We need to start the process of owning the halal-agro-food supply chain, and start process by looking at acquiring privately held SME halal agro-food companies. One of the issues is access to reliable data!

A query, Would Islamic finance customers feel comfortable (on Shariah compliance) if an Islamic bank was not owned by Muslims? We are seeing the Islamic windows of conventional banks becoming rare, and Qatar’s recent regulation of closing Islamic windows attests to addressing (1) possible confusion of retail customers on co-mingling and (2) authorities not understanding the financial health of the Islamic widow.

Background

The lack of food self-sufficiency in the Gulf Cooperation Council (GCC), which has the highest per capita income amongst all 57 Muslim countries, has made the ‘import policy’ of food a ‘red alert’ national security issue. For example, one of the contributing factors to the Arab Spring movement was price escalation and lack of availability of basic food staples. Thus, an enticing opportunity exists to address food security issues in the growing and expanding Muslim world via a roll-up strategy of privately held SMEs, say, by a private equity halal agro-food buyout fund with Islamic finance structures and Sukuk (convergence).

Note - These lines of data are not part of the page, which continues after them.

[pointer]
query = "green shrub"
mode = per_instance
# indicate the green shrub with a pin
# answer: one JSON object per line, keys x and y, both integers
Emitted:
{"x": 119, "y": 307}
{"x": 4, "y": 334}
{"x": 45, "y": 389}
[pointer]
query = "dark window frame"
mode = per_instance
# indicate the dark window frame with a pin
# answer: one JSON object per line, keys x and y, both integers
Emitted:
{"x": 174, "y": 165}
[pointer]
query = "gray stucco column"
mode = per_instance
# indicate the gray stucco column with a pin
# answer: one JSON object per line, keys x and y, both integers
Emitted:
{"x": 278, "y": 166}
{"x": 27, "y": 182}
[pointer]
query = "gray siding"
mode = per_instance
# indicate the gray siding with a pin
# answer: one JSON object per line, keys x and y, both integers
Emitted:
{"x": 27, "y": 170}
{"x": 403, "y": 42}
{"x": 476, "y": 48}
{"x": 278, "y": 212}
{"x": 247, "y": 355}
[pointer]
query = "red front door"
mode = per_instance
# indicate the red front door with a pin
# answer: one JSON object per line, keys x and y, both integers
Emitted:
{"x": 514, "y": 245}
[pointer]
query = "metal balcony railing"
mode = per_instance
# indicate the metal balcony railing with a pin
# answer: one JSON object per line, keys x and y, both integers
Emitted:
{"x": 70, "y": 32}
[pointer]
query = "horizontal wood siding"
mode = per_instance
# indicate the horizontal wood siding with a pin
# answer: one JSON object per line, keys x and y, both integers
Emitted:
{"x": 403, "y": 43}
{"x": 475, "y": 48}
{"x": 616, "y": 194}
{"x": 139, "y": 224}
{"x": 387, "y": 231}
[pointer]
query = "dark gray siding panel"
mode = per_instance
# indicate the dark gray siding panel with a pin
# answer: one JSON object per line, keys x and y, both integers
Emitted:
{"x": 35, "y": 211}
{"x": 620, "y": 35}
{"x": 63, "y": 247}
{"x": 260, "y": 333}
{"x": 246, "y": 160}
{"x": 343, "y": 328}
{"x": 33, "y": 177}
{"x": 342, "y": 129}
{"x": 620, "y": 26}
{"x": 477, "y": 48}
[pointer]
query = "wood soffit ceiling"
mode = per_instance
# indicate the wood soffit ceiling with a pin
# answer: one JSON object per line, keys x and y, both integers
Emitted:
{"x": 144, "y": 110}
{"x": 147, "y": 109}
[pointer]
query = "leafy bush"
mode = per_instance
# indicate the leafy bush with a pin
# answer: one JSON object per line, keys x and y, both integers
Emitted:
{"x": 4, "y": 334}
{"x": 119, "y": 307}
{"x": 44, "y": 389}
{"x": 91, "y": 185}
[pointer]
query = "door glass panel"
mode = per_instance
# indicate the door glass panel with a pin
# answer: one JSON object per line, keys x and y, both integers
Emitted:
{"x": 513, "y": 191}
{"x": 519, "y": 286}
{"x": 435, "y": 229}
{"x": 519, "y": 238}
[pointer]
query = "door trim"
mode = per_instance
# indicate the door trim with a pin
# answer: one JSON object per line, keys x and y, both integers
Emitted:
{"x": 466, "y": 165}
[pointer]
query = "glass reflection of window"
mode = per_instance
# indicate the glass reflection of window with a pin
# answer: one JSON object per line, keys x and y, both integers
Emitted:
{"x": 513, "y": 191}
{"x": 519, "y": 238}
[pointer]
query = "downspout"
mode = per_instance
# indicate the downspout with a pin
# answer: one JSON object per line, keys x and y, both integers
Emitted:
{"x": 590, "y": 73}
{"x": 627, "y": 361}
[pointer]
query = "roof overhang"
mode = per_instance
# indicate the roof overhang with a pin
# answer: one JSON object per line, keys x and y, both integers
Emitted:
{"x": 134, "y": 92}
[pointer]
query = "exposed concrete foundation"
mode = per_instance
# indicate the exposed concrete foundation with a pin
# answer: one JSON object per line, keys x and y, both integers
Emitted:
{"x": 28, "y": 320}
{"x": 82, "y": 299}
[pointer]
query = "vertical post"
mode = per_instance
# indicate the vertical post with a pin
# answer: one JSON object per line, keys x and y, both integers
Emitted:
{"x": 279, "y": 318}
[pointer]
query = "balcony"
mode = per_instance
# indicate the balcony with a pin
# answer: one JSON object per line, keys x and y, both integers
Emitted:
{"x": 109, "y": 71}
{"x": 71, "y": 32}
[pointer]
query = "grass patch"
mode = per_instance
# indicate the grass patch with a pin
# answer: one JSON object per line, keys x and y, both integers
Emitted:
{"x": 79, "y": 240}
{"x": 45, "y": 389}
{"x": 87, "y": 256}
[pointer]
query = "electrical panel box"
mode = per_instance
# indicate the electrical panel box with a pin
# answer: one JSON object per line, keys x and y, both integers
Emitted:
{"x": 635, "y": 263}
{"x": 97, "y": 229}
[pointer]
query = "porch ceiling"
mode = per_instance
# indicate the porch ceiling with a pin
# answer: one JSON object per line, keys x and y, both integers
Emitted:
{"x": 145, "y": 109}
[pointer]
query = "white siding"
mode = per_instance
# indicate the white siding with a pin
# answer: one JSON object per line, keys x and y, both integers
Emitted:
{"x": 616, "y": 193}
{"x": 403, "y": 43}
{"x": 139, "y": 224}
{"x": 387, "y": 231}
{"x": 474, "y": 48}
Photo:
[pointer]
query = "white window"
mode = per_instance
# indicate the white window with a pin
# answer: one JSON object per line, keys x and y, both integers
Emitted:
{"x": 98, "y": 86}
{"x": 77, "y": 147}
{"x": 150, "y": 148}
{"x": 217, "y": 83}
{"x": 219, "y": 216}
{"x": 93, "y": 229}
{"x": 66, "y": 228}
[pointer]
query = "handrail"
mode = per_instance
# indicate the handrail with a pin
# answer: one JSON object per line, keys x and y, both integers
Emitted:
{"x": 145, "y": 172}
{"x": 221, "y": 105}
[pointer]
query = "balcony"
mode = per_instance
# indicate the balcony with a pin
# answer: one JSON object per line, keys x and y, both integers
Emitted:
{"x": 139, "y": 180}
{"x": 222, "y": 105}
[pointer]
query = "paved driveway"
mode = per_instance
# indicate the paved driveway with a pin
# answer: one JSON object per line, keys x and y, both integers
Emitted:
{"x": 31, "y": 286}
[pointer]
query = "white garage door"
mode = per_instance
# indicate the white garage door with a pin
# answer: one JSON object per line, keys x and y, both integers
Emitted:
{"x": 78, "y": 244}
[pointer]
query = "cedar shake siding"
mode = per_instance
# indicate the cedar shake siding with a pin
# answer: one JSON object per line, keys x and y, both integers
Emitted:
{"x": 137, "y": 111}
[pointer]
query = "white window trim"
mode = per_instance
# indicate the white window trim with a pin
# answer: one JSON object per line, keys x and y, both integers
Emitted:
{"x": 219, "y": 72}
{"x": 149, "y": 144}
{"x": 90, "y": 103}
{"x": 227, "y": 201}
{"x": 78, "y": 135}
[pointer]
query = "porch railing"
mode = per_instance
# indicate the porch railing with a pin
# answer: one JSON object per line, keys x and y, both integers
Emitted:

Muslim investors, both Islamic and conventional oriented, are more comfortable in buying known companies than building, hence, emphasis of private equity over venture capital.

[Land bank acquisitions to address food security has raise political issues in certain countries by NGOs as benefits not take place locally, plus challenges of negotiating contracts, warehousing and export regulations.]

The post acquisition, integration and incubation will eventually result in the exit. One of the exit strategies includes listing the enlarged company on an OIC stock exchange to build a global halal company brand and establish halal as an asset class as part of promoting inward and intra-OIC investing.

Challenge

My limited experience in the private equity halal agro-food buyout space suggests the following is right mix for traction:

*Fund manager- does he/she have experience in the food sector, especially emerging markets and can they work effectively with the operational due diligence team

*Team- right mix to address legal, financial, operational and integration due diligence

*Deal flow- ideally proprietary, being wary of brokers shopping stale deals

*As it’s not real estate, oil/gas or healthcare play, raising money for a new asset class (agro-food) fund will be challenge, hence, one to three transactions (co-invest) before launch fund

*Ability to connect with the sellers and making the owner understand that’s its not a financial engineering play with use of excessive leverage and dividend take-out. It must come across that you will help them grow (alignment), especially into new markets as you understand not only import regulations, but also halal certification issues and have access/own a distributor.

Conclusion

A halal agro-food private equity fund is important asset class for investor diversification and food security, but must start out with roll up strategy of SME halal companies before looking at billion halal division of MNC food companies.

The writer is a consultant to Thomson Reuters for Islamic finance and halal Industry. Views expressed by him are his own and do not reflect the newspaper’s policy.